In Italy, people being vaccinated can use an EU certificate to pass (Green Card), whereas people having comparable amounts of anti‐RBD IgGs in the serum must demonstrate their previous SARS‐CoV2 swab positivity to be included in the authorized list. Obviously, if anyone becomes aware for the first time of having contracted SARS‐CoV2 in the recent past by simply verifying their own IgGs level because of contracting the infection in an asymptomatic way, he might be excluded from any right to pass and attend crowded and public indoor places. This apparently odd and awkward discrimination toward people previously infected by SARS‐CoV2 without unequivocal symptoms and serum converting a good level of anti‐RBD‐IgGs lacks any good explanation.
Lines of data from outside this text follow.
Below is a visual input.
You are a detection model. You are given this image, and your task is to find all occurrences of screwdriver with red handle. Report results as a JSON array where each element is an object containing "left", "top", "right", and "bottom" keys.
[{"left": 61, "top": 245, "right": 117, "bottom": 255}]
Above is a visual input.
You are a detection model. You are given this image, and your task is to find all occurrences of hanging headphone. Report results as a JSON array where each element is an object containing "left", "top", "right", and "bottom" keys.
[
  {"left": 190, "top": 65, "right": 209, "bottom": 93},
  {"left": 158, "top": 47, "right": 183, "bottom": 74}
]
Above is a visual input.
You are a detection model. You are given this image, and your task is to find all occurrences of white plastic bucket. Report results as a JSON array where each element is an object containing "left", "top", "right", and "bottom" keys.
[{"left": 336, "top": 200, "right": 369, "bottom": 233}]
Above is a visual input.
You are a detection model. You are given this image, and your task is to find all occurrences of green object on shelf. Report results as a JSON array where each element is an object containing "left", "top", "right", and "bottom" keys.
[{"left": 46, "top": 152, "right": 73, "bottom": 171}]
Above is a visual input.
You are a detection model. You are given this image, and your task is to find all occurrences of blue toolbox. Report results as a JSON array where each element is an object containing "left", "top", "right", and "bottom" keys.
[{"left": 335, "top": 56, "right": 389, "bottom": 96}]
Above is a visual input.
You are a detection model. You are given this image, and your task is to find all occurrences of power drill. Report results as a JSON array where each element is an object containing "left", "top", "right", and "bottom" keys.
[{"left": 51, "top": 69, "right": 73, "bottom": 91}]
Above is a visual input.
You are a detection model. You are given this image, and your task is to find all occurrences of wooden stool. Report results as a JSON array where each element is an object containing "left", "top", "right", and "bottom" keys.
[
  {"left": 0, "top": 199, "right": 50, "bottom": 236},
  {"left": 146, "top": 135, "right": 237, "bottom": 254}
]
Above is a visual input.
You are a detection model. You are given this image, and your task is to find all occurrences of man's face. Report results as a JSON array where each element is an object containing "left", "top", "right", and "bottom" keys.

The paper by Callegaro et al., suggests also that boosting IgG immunity by even a single dose of vaccine in subjects having already experienced an asymptomatic SARS‐CoV2 infection or a COVID‐19 illness, resulted in a marked production of antibodies, decisively higher than in SARS‐CoV2 naïve people. 1 In this context, one should wonder if as higher is the serum anti‐RBD IgG level, as safer is the vaccine coverage against the next forthcoming SARS‐CoV2 infection, but no reliable data exist about this. Actually, politics is holding the vaccination campaign indiscriminately upon people despite their IgG serology, never mind if naïve (never been infected) or immunized.

The question of how much SARS‐CoV2 immunized people may account for reaching herd immunity should be a leading issue for expanding the debate and address politely the many raising outcries against vaccination.

Interestingly, people being infected with SARS‐CoV2, either in an asymptomatic or symptomatic way and lately developing a serum immunity, have a different B‐cell and T‐ell memory with respect to vaccinated individuals, due to the initial SIgA‐B cell mucosal response driving a sustained IgG‐B cell memory, 8 which is the next horizon the recent straightforward and innovative RNA‐based vaccines would expect to reach. 9 In this sense, politicians should promote citizens for exhibiting an immunized state (A: serum anti‐RBD IgG1 ≥ 0.30–0.50 AU/ml, CI95 100–280 AU/ml, SARS‐CoV2 swab = negative, IgM ≤ 1.1 UA/ml, even without a previous certificate assessing a SARS‐CoV2 positive swab), before forwarding a request of vaccine hesitancy; which yet, is to be fully discouraged, of course. Vaccines remain formidable weapons against COVID‐19.

Science should wonder if SARS‐CoV2 immunization caused by a direct viral infection can be exchanged, from an immune perspective, with a vaccination procedure. Aside from health recordings, the only clue that a person is immunologically safe against COVID‐19 is the IgG serum conversion. In this sense, there is no significant difference between immunized and vaccinated people and both categories must be included in any authorized pass currently restricted to vaccinate and SARS‐CoV2 negative individuals.

If reaching herd immunity would mean considering the widest population of people having contracted the SARS‐CoV2 asymptomatically and immunologically enabled to address COVID‐19 via their anti‐RBD IgGs, the vaccination campaign might be much more cost‐effective, less cumbersome, and time‐consuming and moreover, it may address the bothersome issue of vaccine‐hesitant people, giving anyone the opportunity to enjoy their own rights.

CONFLICT OF INTERESTS

The authors declare that there are no conflict of interests.